Pork prices and McRib sightings

The Marginal Cost of The McRib


Mickey D’s assumes there is some best price for the McRib and compares it to the marginal cost, exactly as in our introductory textbooks. When the marginal cost drops sufficiently (and presumably the price of pork is the most variable item in costs), back comes the McRib.

A Conspiracy of Hogs: The McRib as Arbitrage


Arbitrage is a risk-free way of making money by exploiting the difference between the price of a given good on two different markets—it’s the proverbial free lunch you were told doesn’t exist. In this equation, the undervalued good in question is hog meat, and McDonald’s exploits the value differential between pork’s cash price on the commodities market and in the Quick-Service Restaurant market. If you ignore the fact that this is, by definition, not arbitrage because the McRib is a value-added product, and that there is risk all over the place, this can lead to some interesting conclusions. (If you don’t want to do something so reckless, then stop here.)

The theory that the McRib’s elusiveness is a direct result of the vagaries of the cash price for hog meat in the States is simple: in this thinking, the product is only introduced when pork prices are low enough to ensure McDonald’s can turn a profit on the product. The theory is especially convincing given the McRib's status as the only non-breakfast fast food pork item: why wouldn't there be a pork sandwich in every chain, if it were profitable?

Fast food involves both hideously violent economies of scale and sad, sad end users who volunteer to be taken advantage of.
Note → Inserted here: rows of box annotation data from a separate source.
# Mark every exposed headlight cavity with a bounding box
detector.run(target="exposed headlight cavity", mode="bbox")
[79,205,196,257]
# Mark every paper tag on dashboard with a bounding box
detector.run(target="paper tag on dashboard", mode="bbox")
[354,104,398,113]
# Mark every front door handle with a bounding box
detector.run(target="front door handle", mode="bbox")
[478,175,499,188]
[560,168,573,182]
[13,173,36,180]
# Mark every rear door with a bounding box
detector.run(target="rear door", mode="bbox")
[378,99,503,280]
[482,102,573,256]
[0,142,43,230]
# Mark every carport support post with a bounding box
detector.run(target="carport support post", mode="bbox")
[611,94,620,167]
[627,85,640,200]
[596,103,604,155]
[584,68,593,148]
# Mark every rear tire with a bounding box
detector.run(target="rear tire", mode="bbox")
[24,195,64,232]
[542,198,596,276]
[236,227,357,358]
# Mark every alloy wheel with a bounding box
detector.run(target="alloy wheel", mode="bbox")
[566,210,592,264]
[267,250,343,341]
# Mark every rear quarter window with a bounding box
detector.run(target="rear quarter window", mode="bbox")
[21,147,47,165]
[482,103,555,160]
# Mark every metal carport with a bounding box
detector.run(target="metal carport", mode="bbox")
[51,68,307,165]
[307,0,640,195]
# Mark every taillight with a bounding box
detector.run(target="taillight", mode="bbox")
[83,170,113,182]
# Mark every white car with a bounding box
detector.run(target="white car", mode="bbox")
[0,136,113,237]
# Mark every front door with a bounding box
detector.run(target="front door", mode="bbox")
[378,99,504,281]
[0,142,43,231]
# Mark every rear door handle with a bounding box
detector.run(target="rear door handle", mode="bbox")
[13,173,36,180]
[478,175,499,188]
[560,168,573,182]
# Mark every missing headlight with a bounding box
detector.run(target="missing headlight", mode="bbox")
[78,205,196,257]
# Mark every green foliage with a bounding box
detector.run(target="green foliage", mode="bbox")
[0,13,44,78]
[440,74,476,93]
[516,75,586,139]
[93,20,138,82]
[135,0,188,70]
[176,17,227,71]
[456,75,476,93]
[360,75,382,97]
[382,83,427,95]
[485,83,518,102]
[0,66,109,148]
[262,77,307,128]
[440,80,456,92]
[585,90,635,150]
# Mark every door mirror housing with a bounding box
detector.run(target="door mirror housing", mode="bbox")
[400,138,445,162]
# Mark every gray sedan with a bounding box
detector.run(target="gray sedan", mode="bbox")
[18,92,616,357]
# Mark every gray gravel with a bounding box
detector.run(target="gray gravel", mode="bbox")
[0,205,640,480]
What makes the McRib different from this everyday horror is that a) McDonald’s is huge to the point that it’s more useful to think of it as a company trading in commodities than it is to think of it as a chain of restaurants b) it is made of pork, which makes it a unique product in the QSR world and c) it is only available sometimes, but refuses to go away entirely.
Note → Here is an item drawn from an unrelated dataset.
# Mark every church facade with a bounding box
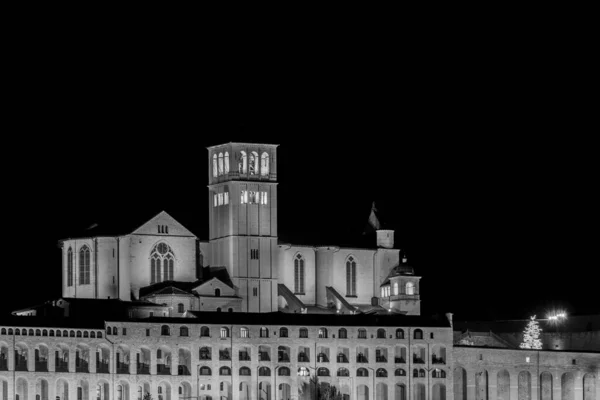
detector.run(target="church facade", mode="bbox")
[0,143,600,400]
[56,143,420,316]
If you can demonstrate that McDonald’s only introduces the sandwich when pork prices are lower than usual, then you’re but a couple logical steps from concluding that McDonald’s is essentially exploiting a market imbalance between what normal food producers are willing to pay for hog meat at certain times of the year, and what Americans are willing to pay for it once it is processed, molded into illogically anatomical shapes, and slathered in HFCS-rich BBQ sauce.